The Daily Mail newspaper online has published a series of stunning photos of the American west taken mainly in the 1870s by Timothy O'Sullivan, a pioneer of U.S. field photography. Click the link to see the marvelous pictures of landscapes, raw towns and mining camps, and portraits of Native Americans.
"Not only was O'Sullivan one of the most intrepid and successful of the U.S. government expedition photographers who roamed the West under appalling conditions in the late 1860s and 1870s," wrote Margaret Regan in the Tucson Weekly wrote in 2003, "he was one of the best of the Civil War photographers. His photos of the war's anonymous dead, lying bloated in the bloody fields of Gettysburg and elsewhere, are emblazoned into the consciousness of Americans."
O'Sullivan, Regan wrote, worked with Matthew Brady and Alexander Gardner.
Brady had a nasty habit of not crediting his photographers for their work, and Gardner soon broke away from the studio, taking O'Sullivan with him. The young photographer went on to shoot gripping images in the aftermath of most of the war's major battles, from Second Manassas to Appomattox.
"There are no actual battle pictures," Etherton notes. "He did camps, troops and atrocities, not the battle while it was happening. That would have been incredibly hard. With the camera and the wet plate negative in the field, that was not going to happen."

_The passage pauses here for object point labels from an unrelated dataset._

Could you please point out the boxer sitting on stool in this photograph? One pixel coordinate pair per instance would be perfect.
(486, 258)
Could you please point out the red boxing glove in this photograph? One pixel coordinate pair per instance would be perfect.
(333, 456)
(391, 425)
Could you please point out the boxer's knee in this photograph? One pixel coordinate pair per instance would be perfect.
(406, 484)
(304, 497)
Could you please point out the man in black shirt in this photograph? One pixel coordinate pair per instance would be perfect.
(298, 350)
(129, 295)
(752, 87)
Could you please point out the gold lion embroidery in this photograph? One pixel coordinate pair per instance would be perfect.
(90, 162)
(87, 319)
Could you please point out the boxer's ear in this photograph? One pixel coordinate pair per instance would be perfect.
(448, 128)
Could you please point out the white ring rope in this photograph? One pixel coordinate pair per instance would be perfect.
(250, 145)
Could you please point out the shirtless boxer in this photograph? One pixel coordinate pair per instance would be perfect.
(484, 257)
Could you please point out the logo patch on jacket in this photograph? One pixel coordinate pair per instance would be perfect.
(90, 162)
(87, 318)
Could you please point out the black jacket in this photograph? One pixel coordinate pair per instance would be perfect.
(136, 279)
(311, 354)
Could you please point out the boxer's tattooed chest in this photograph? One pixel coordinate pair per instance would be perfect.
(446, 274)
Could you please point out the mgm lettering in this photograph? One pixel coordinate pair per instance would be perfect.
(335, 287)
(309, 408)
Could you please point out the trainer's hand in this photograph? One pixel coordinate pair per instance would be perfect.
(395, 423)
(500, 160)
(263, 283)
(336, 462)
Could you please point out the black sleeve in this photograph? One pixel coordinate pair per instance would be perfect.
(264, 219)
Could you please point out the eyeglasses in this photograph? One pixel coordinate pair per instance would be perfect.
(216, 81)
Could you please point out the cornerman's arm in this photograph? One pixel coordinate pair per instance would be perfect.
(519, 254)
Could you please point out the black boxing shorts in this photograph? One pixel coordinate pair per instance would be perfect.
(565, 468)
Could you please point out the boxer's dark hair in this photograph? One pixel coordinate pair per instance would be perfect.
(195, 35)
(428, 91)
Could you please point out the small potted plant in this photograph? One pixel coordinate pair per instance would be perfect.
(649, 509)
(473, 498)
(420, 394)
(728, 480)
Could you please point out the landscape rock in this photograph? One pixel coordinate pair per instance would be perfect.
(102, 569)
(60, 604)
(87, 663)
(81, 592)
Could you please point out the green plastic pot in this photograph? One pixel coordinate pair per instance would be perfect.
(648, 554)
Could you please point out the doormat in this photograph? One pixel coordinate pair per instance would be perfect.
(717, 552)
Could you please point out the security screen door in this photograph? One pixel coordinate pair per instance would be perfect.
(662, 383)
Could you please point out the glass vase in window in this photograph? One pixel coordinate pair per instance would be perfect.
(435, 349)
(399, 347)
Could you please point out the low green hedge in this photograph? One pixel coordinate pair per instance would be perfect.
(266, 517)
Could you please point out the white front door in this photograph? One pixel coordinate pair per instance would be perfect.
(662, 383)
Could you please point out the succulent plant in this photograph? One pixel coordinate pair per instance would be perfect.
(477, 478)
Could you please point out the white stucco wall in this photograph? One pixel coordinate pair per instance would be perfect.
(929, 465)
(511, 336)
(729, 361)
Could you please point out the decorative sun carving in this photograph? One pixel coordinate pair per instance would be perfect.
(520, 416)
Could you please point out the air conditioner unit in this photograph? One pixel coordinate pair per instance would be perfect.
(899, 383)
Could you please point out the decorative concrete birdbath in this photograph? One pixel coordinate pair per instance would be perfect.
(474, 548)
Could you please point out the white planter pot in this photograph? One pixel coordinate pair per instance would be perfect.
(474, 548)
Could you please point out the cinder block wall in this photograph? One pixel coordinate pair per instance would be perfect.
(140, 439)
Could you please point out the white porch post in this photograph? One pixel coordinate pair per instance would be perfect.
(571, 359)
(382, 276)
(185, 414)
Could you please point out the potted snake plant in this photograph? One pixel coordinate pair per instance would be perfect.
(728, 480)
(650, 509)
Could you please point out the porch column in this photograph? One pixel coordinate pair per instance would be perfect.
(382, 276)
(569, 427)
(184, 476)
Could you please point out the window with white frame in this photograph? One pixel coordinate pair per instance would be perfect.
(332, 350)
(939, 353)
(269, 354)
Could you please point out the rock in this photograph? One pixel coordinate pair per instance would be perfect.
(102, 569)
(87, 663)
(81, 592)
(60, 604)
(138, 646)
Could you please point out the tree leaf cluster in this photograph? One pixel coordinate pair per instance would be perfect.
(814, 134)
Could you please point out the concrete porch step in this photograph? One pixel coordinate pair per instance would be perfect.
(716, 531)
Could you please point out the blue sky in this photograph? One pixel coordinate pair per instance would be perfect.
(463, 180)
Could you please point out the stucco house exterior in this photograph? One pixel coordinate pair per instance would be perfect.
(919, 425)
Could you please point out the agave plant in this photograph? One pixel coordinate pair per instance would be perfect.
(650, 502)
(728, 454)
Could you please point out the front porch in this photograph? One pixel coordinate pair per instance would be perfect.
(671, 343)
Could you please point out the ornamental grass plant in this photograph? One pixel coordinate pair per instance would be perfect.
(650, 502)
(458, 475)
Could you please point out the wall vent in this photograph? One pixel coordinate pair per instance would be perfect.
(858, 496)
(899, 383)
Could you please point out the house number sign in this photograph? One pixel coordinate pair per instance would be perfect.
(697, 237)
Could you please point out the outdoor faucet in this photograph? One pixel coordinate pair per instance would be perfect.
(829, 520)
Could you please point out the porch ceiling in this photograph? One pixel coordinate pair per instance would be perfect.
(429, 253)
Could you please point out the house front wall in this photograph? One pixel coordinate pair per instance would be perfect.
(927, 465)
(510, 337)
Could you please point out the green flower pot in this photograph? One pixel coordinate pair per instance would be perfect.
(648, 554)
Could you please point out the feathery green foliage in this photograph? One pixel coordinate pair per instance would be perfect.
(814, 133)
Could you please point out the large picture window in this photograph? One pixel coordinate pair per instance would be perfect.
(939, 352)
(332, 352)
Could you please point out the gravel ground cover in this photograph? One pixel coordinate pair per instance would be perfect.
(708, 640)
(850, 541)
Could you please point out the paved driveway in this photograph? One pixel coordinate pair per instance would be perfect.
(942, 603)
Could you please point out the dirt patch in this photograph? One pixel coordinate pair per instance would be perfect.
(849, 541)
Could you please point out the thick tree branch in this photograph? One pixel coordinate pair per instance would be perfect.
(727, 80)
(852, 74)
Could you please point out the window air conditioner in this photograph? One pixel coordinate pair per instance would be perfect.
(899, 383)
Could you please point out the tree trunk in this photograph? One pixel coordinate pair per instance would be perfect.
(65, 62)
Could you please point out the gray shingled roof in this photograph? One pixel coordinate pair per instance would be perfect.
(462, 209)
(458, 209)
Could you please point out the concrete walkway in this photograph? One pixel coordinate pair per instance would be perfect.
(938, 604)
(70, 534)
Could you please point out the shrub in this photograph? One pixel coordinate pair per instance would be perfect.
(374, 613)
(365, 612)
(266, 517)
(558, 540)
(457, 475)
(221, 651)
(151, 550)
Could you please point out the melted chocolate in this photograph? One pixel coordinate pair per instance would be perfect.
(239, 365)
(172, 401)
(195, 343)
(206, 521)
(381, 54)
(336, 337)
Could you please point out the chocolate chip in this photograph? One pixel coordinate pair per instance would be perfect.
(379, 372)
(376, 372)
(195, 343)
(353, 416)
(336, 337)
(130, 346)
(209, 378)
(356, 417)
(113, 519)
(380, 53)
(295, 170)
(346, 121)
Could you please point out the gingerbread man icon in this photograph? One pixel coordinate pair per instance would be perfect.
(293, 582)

Until the Civil War, photography had been a refined, mostly indoor craft, geared toward people in their Sunday best stopping by the studio for a family portrait. The Civil War changed all that. Its photographers essentially invented photojournalism, though McElroy says they were not always above staging their scenes. In these days, the wet-plate collodion technique required them to haul around a portable darkroom--the soldiers nicknamed them the "what-is-it wagons"--to develop the glass negatives right after shooting the image.
The drill, says McElroy, went like this: Set up the camera. Quickly coat a glass plate with gooey collodion. Put the glass in a plateholder. Insert it in the camera, expose it for some seconds. Rush the plate to the darkroom tent and immediately bathe it in the developer chemicals and the fixer.Later, he accompanied survey and exploration missions into the West.
In 1867, Clarence King, a 25-year-old Yale graduate, hired the Irish tough guy for his Geological Exploration of the Fortieth Parallel. Funded by the War Department, the plan was to survey the unexplored territory between the California Sierras and the Rockies, with an eye toward finding the best place to lay railroad tracks while gauging mining possibilities and the level of Indian hostility. In May, the party sailed to Panama, crossed the jungle by narrow-gauge railroad and continued on to San Francisco. There, O'Sullivan bought a leftover war ambulance to serve as his traveling darkroom, and four mules to haul it.
Beginning the climb up the Sierra Nevada mountains in July, the team crossed the Donner Pass at night, "when the mountain air froze (the snow) into a crust firm enough to support them," writes Snyder. Most of the crew, excluding O'Sullivan, came down with malaria in a mosquito-plagued valley, and King himself was struck by lightning on Job's Peak and was temporarily paralyzed.